Joining Barocas was John Boiler, founder and CEO of 72andSunny, and Michael Rourke, founder and CEO of New York branded content company hud:sun.

Both had their own compelling case studies. In viral marketing videos, 72andSunny tied the identity of Kenny Powers, a former big league pitcher character on HBO’s Eastbound and Down, to K-Swiss. In the videos, Powers becomes a K-Swiss pitchman, is paid in stock and takes over the company, bringing in athletic celebs like personal trainer Jillian Michaels and fighter Jon "Bones" Jones to get the business in shape. Director Michael Bay and businessman Mark Cuban also make cameo appearances.

“Authenticity is at the center. Entertainment and brands should only come together in an authentic way,” Boiler said, emphasizing the balance of promotional interests. “At the center for us was using free-standing assets of K-Swiss and HBO to get our thing out. When it’s disproportionate, you get pay-to-play, old-school entertainment partnerships.”

One party not benefiting in that loop: Hollywood talent agents. “They’re better at extracting value than building value,” Boiler bluntly pointed out.

For example, when 72andSunny paired Samsung with Jay-Z this summer to distribute advance copies of Magna Carta Holy Grail for Samsung Galaxy smartphone users, it was the artist’s manager who brokered the deal, not his agent. “Our interests were aligned. Samsung is an innovation company bringing out new devices and Jay-Z wanted to distribute his music in a new way.” 

When Mattel relaunched its Ken doll three years ago, it enlisted Rourke’s hud:sun, which created the Bachelorette reality-style Hulu Web series, Genuine Ken: The Search for the Great American Boyfriend. Eight male contestants competed to become the "great American boyfriend" and the show’s first season was judged by Whitney Port, from reality series like MTV’s The Hills. 

The show got media attention in The New York Times, The Wall Street Journal and on Good Morning America, and on Hulu, it was the third most-watched program for eight consecutive weeks. Rourke, like others on the panel, said promotional support of this kind of non-network programming has to work as hard as content. In this case, social media played a big role.  

“We got Ken back into the cultural conversation,” he said. “It’s so incredibly crowded out there.

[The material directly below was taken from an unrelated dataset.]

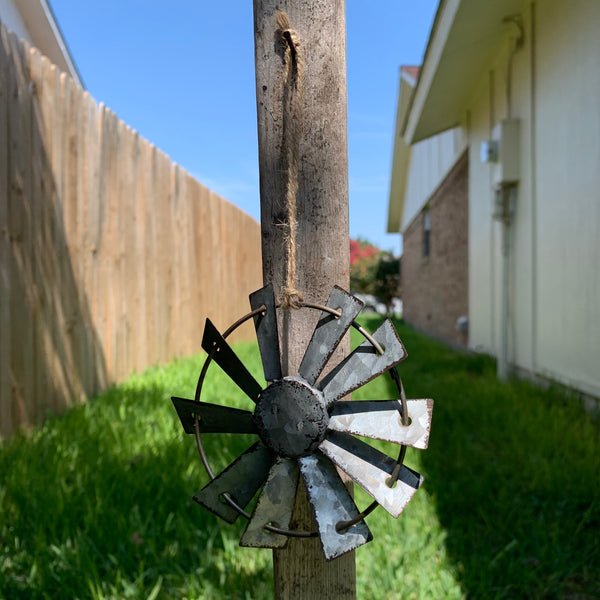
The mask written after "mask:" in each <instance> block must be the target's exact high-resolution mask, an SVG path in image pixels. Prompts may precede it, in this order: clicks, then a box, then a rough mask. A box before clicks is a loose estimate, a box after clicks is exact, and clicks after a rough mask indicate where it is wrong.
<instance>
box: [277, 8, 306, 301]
mask: <svg viewBox="0 0 600 600" xmlns="http://www.w3.org/2000/svg"><path fill="white" fill-rule="evenodd" d="M275 20H276V23H277V29H278V33H279V35H280V37H281V40H282V43H283V44H284V47H285V51H284V54H283V63H284V76H283V144H282V148H283V150H282V151H283V153H284V161H285V170H286V174H287V181H286V199H285V203H286V209H287V231H286V235H285V242H286V254H287V256H286V258H287V261H286V263H287V273H286V281H285V285H284V286H283V287H282V289H281V306H282V307H283V308H300V306H301V304H300V303H301V302H302V301H303V300H304V298H303V297H302V293H301V292H300V291H298V290H297V289H296V230H297V227H298V223H297V221H296V195H297V193H298V163H299V156H300V136H301V132H302V126H301V118H300V117H301V108H302V83H303V81H302V80H303V75H304V61H303V58H302V54H301V52H300V37H299V36H298V34H297V33H296V32H295V31H294V30H293V29H292V26H291V23H290V19H289V17H288V16H287V14H286V13H285V12H279V13H277V16H276V17H275Z"/></svg>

We needed to come up with great systems of support for Ken and Barbie and we put a lot of digital influencers in it.”  

The session provided a perfect segue to the next one, an interview with Kardashian momager Kris Jenner, who pointed out that she invented and trademarked that term. The session in the Hard Rock Café was packed with enthusiastic millennials photographing and filming her with their phones.

There were few surprises in the self-promotional shilling from Jenner, the media savvy, architect of the family's branding strategies. She did, however, allow that there is a certain “fragility” to personality-driven brands and that TV shows “come and go.” That's something she would know about after her six-week talk show trial run this summer.

“No, it was not cancelled,” she sniffed, a bit defensively for the indefatigable promoter. “It will take another month before I know if it’s going to be picked up. I was just a summer run.”